Taxing health insurance is a counterproductive way to raise money for Medicaid – yet HCRA surcharges are the fourth-largest source of revenue in the state budget.
If state-share Medicaid spending had been held to 3 percent growth over the past four years, Medicaid costs would be $5 billion lower than they are now – and the revenue from HCRA surcharges would no longer be needed.
Carving out the pharmacy benefit. The governor is proposing to go forward with a Cuomo-era plan to “carve out” the pharmacy claims from Medicaid managed care, reversing a key reform of the original Medicaid Redesign Team.
The administration projects that having the Health Department directly pay pharmacy bills would reduce costs – but says most of the savings would be redirected to hospitals and clinics to offset their expected losses under the federal 340b program.
(The 340b program is dysfunctional, in that it incentivizes overuse of costlier brand-name drugs. But it has become a major source of revenue for some safety-net providers. Reform should be handled at the national level.)
Carving out the pharmacy benefit would undermine the purpose of managed care, which is meant to monitor and coordinate all types of care their clients receive, including prescription drugs. The original carve-in from a decade ago also led to substantially lower pharmacy costs for Medicaid, an indication that plans were better suited to oversee the benefit than the Health Department was.
Hiking taxes on cigarettes. The governor is proposing to increase the state’s cigarette tax from $4.35 to $5.35 per pack, with a goal of further reducing the smoking rate, especially among young people.
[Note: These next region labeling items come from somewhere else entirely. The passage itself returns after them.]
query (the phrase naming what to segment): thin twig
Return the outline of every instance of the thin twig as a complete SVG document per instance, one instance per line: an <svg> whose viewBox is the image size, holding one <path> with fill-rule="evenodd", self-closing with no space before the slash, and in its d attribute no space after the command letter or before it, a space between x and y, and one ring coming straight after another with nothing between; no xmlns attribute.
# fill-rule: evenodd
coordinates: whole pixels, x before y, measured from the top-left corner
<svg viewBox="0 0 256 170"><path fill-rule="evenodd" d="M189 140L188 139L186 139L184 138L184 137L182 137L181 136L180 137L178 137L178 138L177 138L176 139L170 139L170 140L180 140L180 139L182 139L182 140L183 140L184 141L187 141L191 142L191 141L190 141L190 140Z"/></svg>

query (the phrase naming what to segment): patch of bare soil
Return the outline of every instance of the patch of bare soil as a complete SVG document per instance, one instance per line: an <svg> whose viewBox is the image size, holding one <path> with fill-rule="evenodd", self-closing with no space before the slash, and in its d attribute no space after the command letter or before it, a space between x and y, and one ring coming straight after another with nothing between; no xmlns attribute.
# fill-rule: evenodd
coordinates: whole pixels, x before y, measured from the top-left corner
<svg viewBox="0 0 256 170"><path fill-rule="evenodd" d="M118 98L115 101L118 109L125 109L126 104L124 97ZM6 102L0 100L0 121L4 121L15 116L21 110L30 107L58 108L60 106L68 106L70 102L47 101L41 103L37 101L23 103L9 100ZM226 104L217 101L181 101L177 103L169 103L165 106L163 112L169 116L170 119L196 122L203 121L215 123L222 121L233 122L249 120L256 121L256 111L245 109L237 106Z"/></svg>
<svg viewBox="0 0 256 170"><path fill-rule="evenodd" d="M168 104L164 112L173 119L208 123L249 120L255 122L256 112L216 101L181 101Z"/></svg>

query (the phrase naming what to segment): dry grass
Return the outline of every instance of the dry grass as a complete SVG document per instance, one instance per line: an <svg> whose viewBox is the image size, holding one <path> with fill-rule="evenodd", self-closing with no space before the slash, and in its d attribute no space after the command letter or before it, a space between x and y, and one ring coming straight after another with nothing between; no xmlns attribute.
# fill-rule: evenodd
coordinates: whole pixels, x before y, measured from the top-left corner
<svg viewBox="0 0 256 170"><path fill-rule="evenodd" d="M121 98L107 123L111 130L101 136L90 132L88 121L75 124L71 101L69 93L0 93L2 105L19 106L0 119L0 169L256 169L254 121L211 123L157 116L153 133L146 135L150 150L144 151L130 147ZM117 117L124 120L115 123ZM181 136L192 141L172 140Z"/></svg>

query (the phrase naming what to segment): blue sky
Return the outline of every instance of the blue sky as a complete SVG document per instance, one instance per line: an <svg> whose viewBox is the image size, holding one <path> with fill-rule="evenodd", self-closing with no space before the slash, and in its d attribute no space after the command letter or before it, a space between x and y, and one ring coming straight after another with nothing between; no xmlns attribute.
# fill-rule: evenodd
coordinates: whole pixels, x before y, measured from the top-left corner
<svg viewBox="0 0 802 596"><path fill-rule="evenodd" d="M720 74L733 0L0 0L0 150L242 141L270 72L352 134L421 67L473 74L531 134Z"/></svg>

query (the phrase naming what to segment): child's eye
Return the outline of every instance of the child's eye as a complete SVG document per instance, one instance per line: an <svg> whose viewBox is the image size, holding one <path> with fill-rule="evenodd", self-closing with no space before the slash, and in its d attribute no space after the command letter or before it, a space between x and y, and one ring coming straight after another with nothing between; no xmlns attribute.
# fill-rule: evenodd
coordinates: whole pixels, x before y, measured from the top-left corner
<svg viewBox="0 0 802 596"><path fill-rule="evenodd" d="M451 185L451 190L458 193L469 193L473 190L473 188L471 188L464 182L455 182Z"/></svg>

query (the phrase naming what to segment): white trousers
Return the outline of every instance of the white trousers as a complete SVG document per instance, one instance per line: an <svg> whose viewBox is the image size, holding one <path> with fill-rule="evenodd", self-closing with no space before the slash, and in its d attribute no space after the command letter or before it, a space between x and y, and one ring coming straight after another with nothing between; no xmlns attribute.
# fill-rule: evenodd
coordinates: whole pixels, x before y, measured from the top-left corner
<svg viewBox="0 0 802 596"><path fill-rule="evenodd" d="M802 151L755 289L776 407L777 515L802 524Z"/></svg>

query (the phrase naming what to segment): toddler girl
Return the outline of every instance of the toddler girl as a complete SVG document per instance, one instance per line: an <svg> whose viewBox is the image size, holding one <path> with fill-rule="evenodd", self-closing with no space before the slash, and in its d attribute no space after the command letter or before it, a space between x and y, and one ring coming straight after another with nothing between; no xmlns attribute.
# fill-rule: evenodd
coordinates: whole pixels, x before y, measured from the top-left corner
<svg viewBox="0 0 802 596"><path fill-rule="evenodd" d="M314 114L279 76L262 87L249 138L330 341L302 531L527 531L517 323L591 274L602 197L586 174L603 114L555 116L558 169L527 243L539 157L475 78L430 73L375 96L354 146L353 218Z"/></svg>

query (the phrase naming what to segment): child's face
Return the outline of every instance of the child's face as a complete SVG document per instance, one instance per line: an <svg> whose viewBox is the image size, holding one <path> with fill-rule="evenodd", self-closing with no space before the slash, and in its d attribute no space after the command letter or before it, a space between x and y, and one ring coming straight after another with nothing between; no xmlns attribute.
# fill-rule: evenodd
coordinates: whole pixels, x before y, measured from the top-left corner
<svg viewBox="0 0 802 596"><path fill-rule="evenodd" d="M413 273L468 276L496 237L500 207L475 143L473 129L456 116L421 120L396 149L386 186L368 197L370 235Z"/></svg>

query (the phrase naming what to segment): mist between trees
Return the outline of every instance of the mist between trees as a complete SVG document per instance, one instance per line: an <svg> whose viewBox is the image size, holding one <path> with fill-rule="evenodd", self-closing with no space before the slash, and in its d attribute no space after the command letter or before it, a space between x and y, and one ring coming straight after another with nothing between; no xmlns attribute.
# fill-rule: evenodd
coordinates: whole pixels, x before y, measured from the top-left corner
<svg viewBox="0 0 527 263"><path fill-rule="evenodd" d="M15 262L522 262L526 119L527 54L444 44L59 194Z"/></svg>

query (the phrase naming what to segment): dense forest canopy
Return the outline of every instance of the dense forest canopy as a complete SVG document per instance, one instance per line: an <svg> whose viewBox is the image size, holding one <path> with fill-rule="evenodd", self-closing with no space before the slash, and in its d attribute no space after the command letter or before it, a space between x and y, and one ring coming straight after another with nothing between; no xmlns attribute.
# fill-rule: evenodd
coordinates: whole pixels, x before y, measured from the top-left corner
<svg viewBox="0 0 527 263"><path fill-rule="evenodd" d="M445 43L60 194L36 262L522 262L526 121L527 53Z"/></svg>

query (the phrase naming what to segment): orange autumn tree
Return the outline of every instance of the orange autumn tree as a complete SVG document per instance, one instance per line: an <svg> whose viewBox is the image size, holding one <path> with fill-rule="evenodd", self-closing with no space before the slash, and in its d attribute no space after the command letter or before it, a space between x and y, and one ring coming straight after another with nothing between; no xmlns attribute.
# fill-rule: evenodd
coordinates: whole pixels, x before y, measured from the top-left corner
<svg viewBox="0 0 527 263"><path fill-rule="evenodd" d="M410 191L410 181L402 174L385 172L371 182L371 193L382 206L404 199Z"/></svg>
However, the hike would also lead to more cigarette smuggling, which is already rampant in New York. According to analysis by the Mackinac Center for Public Policy in Michigan, more than half of the cigarettes consumed in New York are supplied by smugglers – the highest rate in the country.
The Budget Division projects that state tax revenues would decline after the hike, ostensibly because of reduced smoking. However, the money flowing to criminal smuggling organizations undoubtedly would go up.
Expanding the Essential Plan. The Hochul administration is seeking revised authority to raise the eligibility ceiling for the state’s Essential Plan from 200 percent to 250 percent of the federal poverty level.
This would save money for an estimated 91,000 new enrollees – but it also would remove a relatively healthy group from the state’s risk pool for direct-purchase health insurance. According to the state’s draft waiver application to the federal government, this would trigger a 3 percent premium increase for some 300,000 consumers and cause 3,000 to drop coverage.
The state should be looking to make insurance more affordable across the board – not saving money for some at the expense of others.
Enacting ‘pay and pursue’ for hospital claims. The governor’s budget would exempt certain emergency-related hospital services from the usual claims review by health plans. Insurers would be required to such costs up front and seek reimbursement after-the-fact for claims that are rejected.
The state estimates this will add $37 million to state-share Medicaid spending in the first year and could be expected to have a similar cost impact on health plans statewide.
The utilization review process is already regulated by the state and gives providers an opportunity to appeal contested claims.
The state should avoid unnecessarily intervening in contractual disputes in a way that is likely to further drive up health costs.
 Medicaid Financial Management Report for FY 2021
 See “Medicaid’s Metamorphosis: How one in three New Yorkers landed in a ‘safety net’ health plan,” Dec. 7, 2021.
 See “Hooked on HCRA: New York’s 24-Year Health Tax Habit,” March 11, 2020.
 See “The Hochul administration seeks more federal money for its overfunded Essential Plan,” Feb. 16, 2023.